Hypothetical scenarios revolve around whether declines in interest rates will spur a new round of risk-taking and debt, or whether we will be left pushing on that “wretched piece of string” (the term widely used to describe the Bank of Japan’s failed attempts in the mid-1990s and early 2000s), says Magnus.
If the former, it will give longevity to the economic expansion, culminating in 2008 in the revival of higher inflation and interest rate fears. If the latter, we may at best face slow growth and higher unemployment until 2009, with interest rates declining in most places through next year.
In Magnus’s view, two main propositions define the outlook: “First, the flight from debt in this downswing may be as potent as the rush towards it on the upswing”. It is most likely, he warns, that the reduced availability of cheap credit is going to lead to a sharp reverse in US spending on goods and services and assets.
Second, “current credit cycle concerns are about solvency, not liquidity per se, as was the case in 1998, after which the world economy recovered quite promptly”. This time, the problem is about solvency among homeowners, builders, mortgage providers and financial institutions, he notes.

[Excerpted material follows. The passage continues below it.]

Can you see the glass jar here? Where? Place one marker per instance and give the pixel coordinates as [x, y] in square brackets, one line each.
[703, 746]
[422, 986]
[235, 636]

“The US, of course, is on the front line, but there will be knock-on effects elsewhere,” he says. “But the threats to growth in most cases appear to lie in the as-yet-uncertain impact on growth in developed economies”.
The most likely outcome will not be a total decoupling in which the US takes it on the chin and other regions get off scot-free. The world economy is likely to lose momentum and the only question is how much. This will depend on the extent of the US slowdown.
Lower interest rates might work again, “but downside risks to house prices and construction remain, with threats of an increase in both housing inventories and home repossessions”.
Added to these worries is an increase in the cost of capital, a cyclical switch from building up debt to rebuilding savings and probable declines in consumer and business confidence. It is hardly surprising , then, that Magnus’s conclusion is that all this suggests “the business cycle is going to get quite rough”.